PERMISSION_RIGHT_UNLINK
PERMISSION_RIGHT_LINK

create-subfolder-rights   Rights to create sub-folders. PERMISSION_RIGHT_CREATE_CHILD
archive-rights   Rights to archive objects to a WCM archive database. PERMISSION_RIGHT_ARCHIVE
security-rights   Rights to modify security and take ownership.

PERMISSION_RIGHT_WRITE_ACL
PERMISSION_RIGHT_WRITE_OWNER

See also Example Collaboration Access Alias Definitions.xml file. This file is located in the Collaboration Store folder, under the Root Folder for the object store. To edit the file, you must check it out from the content engine.

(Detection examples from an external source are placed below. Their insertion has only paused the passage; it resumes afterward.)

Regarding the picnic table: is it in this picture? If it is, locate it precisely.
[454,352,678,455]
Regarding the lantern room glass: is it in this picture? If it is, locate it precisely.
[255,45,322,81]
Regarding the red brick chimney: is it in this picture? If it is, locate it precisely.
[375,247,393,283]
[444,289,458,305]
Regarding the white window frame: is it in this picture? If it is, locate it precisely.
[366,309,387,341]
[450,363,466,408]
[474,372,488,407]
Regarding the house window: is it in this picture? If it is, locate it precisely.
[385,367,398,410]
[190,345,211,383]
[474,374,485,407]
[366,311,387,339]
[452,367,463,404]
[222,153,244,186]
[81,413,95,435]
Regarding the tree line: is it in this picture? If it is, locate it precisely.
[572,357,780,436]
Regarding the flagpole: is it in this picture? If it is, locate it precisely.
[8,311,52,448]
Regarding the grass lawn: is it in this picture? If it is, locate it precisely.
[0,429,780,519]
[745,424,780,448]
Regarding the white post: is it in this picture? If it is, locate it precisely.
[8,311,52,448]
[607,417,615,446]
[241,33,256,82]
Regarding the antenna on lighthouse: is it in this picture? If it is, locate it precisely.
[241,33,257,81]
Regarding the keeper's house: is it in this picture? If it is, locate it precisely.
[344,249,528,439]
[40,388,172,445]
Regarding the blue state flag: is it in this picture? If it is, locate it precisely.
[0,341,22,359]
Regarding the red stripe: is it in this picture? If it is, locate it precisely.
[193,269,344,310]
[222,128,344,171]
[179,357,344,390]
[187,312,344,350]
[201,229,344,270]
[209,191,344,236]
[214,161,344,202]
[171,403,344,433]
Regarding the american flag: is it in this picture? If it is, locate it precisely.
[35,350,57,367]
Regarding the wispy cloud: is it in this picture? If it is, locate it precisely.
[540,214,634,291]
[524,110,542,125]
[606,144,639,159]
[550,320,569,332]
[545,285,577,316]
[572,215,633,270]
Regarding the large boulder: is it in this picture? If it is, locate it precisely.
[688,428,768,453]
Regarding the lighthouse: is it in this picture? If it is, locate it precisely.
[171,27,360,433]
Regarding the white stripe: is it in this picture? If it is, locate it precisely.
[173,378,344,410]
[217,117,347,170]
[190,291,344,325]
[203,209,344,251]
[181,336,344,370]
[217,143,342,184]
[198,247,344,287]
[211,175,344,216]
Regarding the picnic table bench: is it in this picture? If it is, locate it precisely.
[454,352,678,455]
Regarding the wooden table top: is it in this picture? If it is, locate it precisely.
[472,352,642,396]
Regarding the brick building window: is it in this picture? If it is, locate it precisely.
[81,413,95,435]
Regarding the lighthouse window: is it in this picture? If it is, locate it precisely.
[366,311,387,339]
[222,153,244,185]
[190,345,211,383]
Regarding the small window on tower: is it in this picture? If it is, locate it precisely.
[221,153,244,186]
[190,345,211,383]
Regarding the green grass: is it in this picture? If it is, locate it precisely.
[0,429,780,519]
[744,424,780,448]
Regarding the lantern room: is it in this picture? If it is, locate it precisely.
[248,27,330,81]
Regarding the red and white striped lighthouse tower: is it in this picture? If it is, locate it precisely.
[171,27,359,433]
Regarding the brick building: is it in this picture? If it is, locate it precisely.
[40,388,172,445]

If you want to add permissions to one or more of the roles, you can include another access alias within the definition of the access alias (by editing the Collaboration Access Alias Definitions.xml file). As an example, if you wanted to add security rights to some objects for the Teamspace Administrator role, you could do the following:

  1. Within the Collaboration Access Alias Definitions.xml file, create a new access alias definition called admin-sec-rights. Do this by editing a copy of the definition for admin-rights to look like this:

    <accessalias>
    <symname>admin-sec-rights</symname>
    <include>author-rights</include>
    <include>delete-rights</include>
    <include>security-rights</include>
    </accessalias>

  2. The Teamspace Administrator Role.xml file provides a list of teamspace objects and an access alias for each. Change the existing access alias (admin-right or author-right, by default) to admin-sec-right to add the new security rights to that object for all Teamspace Administrators. For example, to modify the rights granted for discussions, you would change the section that looks like this:

    <objsymname>discussions</objsymname>
    <accessalias>author-rights</accessalias>
    </objsecuritydef>


    To look like this:

    <objsymname>discussions</objsymname>
    <accessalias>admin-sec-rights</accessalias>
    </objsecuritydef>

  3. Check in the modified Teamspace Administrator Role.xml file using the Collaboration Security Role Definition document class. You must use this document class to ensure that the new role is recognized by the application. (The software determines roles are available by querying the object store for all files with the Collaboration Security Role Definition document class. The matching files are added to the Collaboration Store.)